32. A method as claimed in any one of claims 18 to 31 wherein detection is effected by the steps of: (i) providing in the product mixture a nucleic acid reporter construct which comprises (a) a reporter strand having a fluorescent reporter moiety bound thereto, the reporter strand being capable of hybridising to the amplified nucleic acid sequence to be detected, and (b) a quencher strand hybridised to the reporter strand and having a quencher moiety which quenches the fluorescence of the fluorescent reporter moiety,(ii) subjecting the product mixture to denaturation and then rehybridisation conditions, and(iii) detecting for the presence of the fluorescent reporter moiety.

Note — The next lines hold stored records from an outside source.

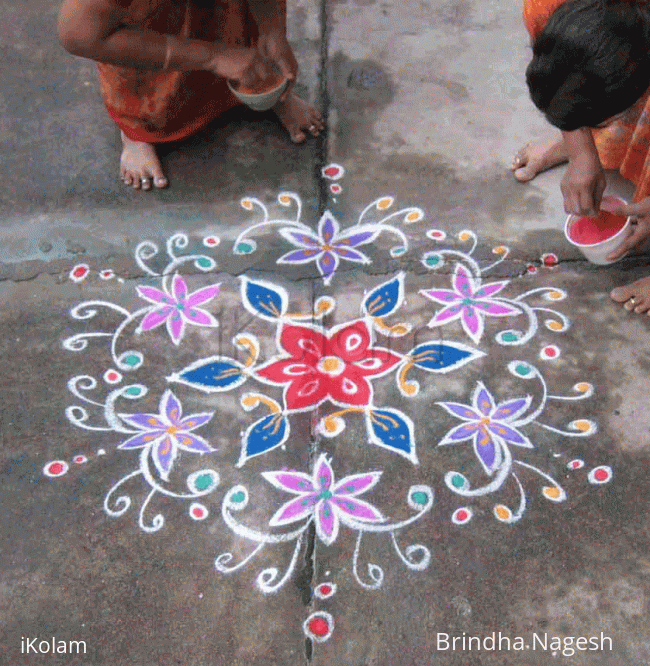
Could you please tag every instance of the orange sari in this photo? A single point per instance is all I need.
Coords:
(624, 145)
(163, 105)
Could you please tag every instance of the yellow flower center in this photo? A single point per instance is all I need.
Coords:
(331, 365)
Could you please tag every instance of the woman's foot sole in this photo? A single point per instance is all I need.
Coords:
(140, 167)
(532, 159)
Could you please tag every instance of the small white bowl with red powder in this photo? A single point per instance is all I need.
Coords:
(598, 237)
(264, 96)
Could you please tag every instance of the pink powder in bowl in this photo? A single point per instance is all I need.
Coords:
(591, 230)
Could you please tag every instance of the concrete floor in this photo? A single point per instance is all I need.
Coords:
(540, 534)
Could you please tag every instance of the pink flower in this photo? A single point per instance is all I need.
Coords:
(333, 365)
(329, 503)
(470, 302)
(177, 308)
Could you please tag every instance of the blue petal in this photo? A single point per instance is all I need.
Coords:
(443, 356)
(264, 299)
(384, 299)
(212, 375)
(392, 430)
(266, 434)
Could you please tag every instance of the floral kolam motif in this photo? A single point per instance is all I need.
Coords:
(332, 372)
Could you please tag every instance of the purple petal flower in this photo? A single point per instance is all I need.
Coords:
(141, 440)
(462, 432)
(327, 228)
(166, 432)
(193, 443)
(351, 255)
(302, 238)
(327, 264)
(461, 411)
(299, 256)
(509, 434)
(148, 422)
(164, 454)
(511, 409)
(482, 400)
(485, 449)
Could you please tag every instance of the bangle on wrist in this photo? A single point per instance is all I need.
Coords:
(168, 52)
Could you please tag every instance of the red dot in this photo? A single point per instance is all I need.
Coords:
(319, 627)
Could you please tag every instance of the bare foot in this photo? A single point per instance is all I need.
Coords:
(299, 117)
(538, 157)
(635, 297)
(140, 166)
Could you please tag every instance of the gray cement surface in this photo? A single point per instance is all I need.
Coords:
(341, 380)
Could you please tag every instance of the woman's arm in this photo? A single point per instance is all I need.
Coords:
(95, 29)
(584, 182)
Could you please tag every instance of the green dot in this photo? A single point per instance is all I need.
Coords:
(419, 497)
(458, 481)
(203, 481)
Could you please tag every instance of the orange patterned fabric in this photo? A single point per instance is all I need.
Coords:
(624, 145)
(161, 106)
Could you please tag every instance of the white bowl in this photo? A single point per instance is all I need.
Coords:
(260, 101)
(597, 253)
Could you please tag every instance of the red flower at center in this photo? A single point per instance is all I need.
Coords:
(331, 365)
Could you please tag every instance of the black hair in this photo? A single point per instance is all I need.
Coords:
(591, 61)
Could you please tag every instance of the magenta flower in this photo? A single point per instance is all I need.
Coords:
(489, 426)
(166, 432)
(177, 308)
(470, 302)
(328, 247)
(329, 503)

33. A method as claimed in claim 32 when directly or indirectly dependent from any one of claims 25 to 31 for the detection of a nucleic acid sequence in Neisseria gonorrhoeae wherein the double stranded nucleic acid molecule, if present, has the base sequences shown in FIG. 8,

34. A method of detecting a nucleic acid in a sample to be analysed, the method comprising the steps of: (i) providing in the sample a nucleic acid reporter combination which comprises (a) a reporter strand having a fluorescent reporter moiety bound thereto, the reporter strand being capable of hybridising to the nucleic acid sequence to be detected, and (b) a quencher capable of strand hybridising to the reporter strand and having a quencher moiety which quenches the fluorescence of the fluorescent reporter moiety,(ii) subjecting the mixture to denaturation and then rehybridisation conditions, and(iii) detecting for the presence of the fluorescent reporter moiety.